Must be, it's just at first I thought it looked like he might have been doing things a little differently to what I was used to in that regard (it made me think he was actually storing the in-between value for purposes other than pure rendering), but I think it's the same now. i.e. He keeps track of the current and previous states, and then just draws between them based on the alpha value and nothing else happens.

Yes, the example on Gaffer On Games is an example of fixed time step, but it is also for a different type of game.

In his type of game working with time in seconds is a workable. In your type of game, it is probably better to use an integer at a regular simulation time interval.

But meh, whatever.

It is not directly bad. Using a double with 1.0 as a second will work for a long time. You've got 15 decimal digits to work through, and if you're operating at milliseconds, that gives you 30,000 years of simulation time before your program suffers a catastrophic death from running out of simulation time. Using a 64-bit number to indicate milliseconds would give you over 50 million years instead of 30 thousand years before catastrophic failure, but both are a long time for a life simulator.

Just be careful not to use float, only double. A float would give you about two weeks before you hit catastrophic failure where time steps were greater than rounding error.

Yes, the example on Gaffer On Games is an example of fixed time step, but it is also for a different type of game.

In his type of game working with time in seconds is a workable. In your type of game, it is probably better to use an integer at a regular simulation time interval.

It did strike me as kind of strange to use a scale as big as seconds, even with the decimal point, alright.

Guess I'll just change it to an unsigned int keeping track of microseconds. Would probably be less fiddly to add ticks without messing with a dt value in decimal form anyway...

It is not directly bad. Using a double with 1.0 as a second will work for a long time. You've got 15 decimal digits to work through, and if you're operating at milliseconds, that gives you 30,000 years of simulation time before your program suffers a catastrophic death from running out of simulation time. Using a 64-bit number to indicate milliseconds would give you over 50 million years instead of 30 thousand years before catastrophic failure, but both are a long time for a life simulator.

Just be careful not to use float, only double. A float would give you about two weeks before you hit catastrophic failure where time steps were greater than rounding error.

Though for these particular variables, frameTime is just representing the time between updates and is capped at 0.25, while accumulator should never get large either because its value comes from frameTime and continually has dt subtracted from it, so the range shouldn't matter much should it?

The counter for the epoch being another matter of course.

The example's t variable is pointless though, right?
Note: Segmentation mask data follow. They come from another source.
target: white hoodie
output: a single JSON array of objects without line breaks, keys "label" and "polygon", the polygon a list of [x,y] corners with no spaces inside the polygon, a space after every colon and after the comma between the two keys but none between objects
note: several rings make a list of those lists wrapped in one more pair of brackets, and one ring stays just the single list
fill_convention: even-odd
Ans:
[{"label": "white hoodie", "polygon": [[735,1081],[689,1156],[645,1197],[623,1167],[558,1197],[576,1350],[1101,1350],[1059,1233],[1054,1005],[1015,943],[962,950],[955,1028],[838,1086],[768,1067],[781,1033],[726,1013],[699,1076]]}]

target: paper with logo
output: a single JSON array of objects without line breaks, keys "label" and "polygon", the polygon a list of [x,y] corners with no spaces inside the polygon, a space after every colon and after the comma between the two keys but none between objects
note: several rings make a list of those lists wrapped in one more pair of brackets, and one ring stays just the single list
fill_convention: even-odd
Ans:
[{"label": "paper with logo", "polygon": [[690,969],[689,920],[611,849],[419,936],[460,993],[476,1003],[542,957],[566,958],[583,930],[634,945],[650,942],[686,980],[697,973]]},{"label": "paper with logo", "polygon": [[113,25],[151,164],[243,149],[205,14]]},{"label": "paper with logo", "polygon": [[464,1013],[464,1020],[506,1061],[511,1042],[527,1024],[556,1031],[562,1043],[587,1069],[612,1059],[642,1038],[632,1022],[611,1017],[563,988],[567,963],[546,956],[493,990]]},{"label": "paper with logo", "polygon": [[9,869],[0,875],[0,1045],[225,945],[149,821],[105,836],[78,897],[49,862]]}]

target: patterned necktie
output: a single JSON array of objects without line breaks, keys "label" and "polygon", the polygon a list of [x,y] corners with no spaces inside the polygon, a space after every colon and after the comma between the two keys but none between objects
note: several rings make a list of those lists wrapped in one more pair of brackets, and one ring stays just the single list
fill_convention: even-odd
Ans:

OR... I've just realized... I suppose it represents the equivalent of the epoch in the case of my in-game time?

Therefore... when I implement some kind of time and date classes/systems and use an epoch to count real-life seconds (in-game minutes), THAT is actually my "t", if I understand it now.

I've updated the loop to use integers. Here it is in case there are any huge glaring problems:

int dt = 40 * 1000;

LONGLONG currentTime = getQPC();
int accumulator = 0;

while( Engine::instance()->isRunning() )
{
	//Get ticks
	LONGLONG newTime = getQPC();

	//Get time between updates in MICROseconds
	int frameTime = int(( newTime - currentTime )/(getQPFreq()/1000000.0));

	//If more than 0.25 seconds between updates
	if( frameTime > 250000 )
	{
		//Cap to 0.25 seconds
		frameTime = 250000;
	}
	//Set currentTime for next frame
    currentTime = newTime;

	//Add frameTime seconds to accumulator
    accumulator += frameTime;

	//While
    while ( accumulator >= dt )
    {
	Engine::instance()->handleEvents();
	Engine::instance()->update( dt );

        accumulator -= dt;
    }

	//Calculate alpha interpolation value
	const double alpha = ( double ) accumulator / ( double ) dt;

	//Render
	Engine::instance()->render( alpha );
}

I'm specifically not 100% confident about casting frameTime to an int... though things seem to be working fine.